We assume that you have already learned what is described in:
If you want to find the right Transformer for your purposes, see Transformers Comparison.
Dedup removes duplicate records.
Component | Same input metadata | Sorted inputs [ 1) ] | Inputs | Outputs | Java | CTL |
---|---|---|---|---|---|---|
Dedup | - | 1 | 0-1 | - | - | |
[ 1) ] Input records may be sorted only partially, i.e., the records with the same value of the Dedup key are grouped together but the groups are not ordered |
Dedup reads data flow of records grouped by
the same values of the Dedup key. The key is formed
by field name(s) from input records. If no key is specified, the component
behaves like the Unix
head
or tail
command. The groups
don't have to be ordered.
The component can select the specified number of the first or the last records from the group or from the whole input. Only those records with no duplicates can be selected too.
The deduplicated records are sent to output port 0. The duplicate records may be sent through output port 1.
Port type | Number | Required | Description | Metadata |
---|---|---|---|---|
Input | 0 | for input data records | any | |
Output | 0 | for deduplicated data records | equal input metadata [ 1)] | |
1 | for duplicate data records | |||
[ 1)] Metadata can be propagated through this component. |
Attribute | Req | Description | Possible values |
---|---|---|---|
Basic | |||
Dedup key | Key according to which the records are deduplicated. By default, i.e., if the Dedup key is not set, the in Number of duplicates attribute specified number of records from the beginning or the end of all input records is preserved while removing the others. If the Dedup key is set, only specified number of records with the same values in fields specified as the Dedup key is picked up. See Dedup key. | ||
Keep | Defines which records will be preserved. If First ,
those from the beginning. If Last , those from the end.
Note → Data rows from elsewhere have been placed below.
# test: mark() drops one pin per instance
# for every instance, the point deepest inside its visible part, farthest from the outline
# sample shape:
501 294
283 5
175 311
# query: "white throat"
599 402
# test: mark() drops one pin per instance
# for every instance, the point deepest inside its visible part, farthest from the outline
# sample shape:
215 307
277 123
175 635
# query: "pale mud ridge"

Records are selected from a group or the whole input. If
Unique , only records with no duplicates are selected. | First (default) | Last | Unique | |
Equal NULL | By default, records with null values of key fields are
considered to be equal. If false ,
they are considered to be different. | true (default) | false | |
Number of duplicates | Maximum number of duplicate records to be selected
from each group of adjacent records with equal key
value or , if key not set, maximum number of records from
the beginning or the end
of all records. Ignored if Unique option
selected. | 1 (default) | 1-N |
The component can process sorted input data as well as partially sorted ones. When setting the fields composing the Dedup key, choose the proper Order attribute:
Ascending - if the groups of input records with the same key field value(s) are sorted in ascending order
Descending - if the groups of input records with the same key field value(s) are sorted in descending order
Auto - the sorting order of the groups of input records is guessed from the first two records with different value in the key field, i.e., from the first records of the first two groups.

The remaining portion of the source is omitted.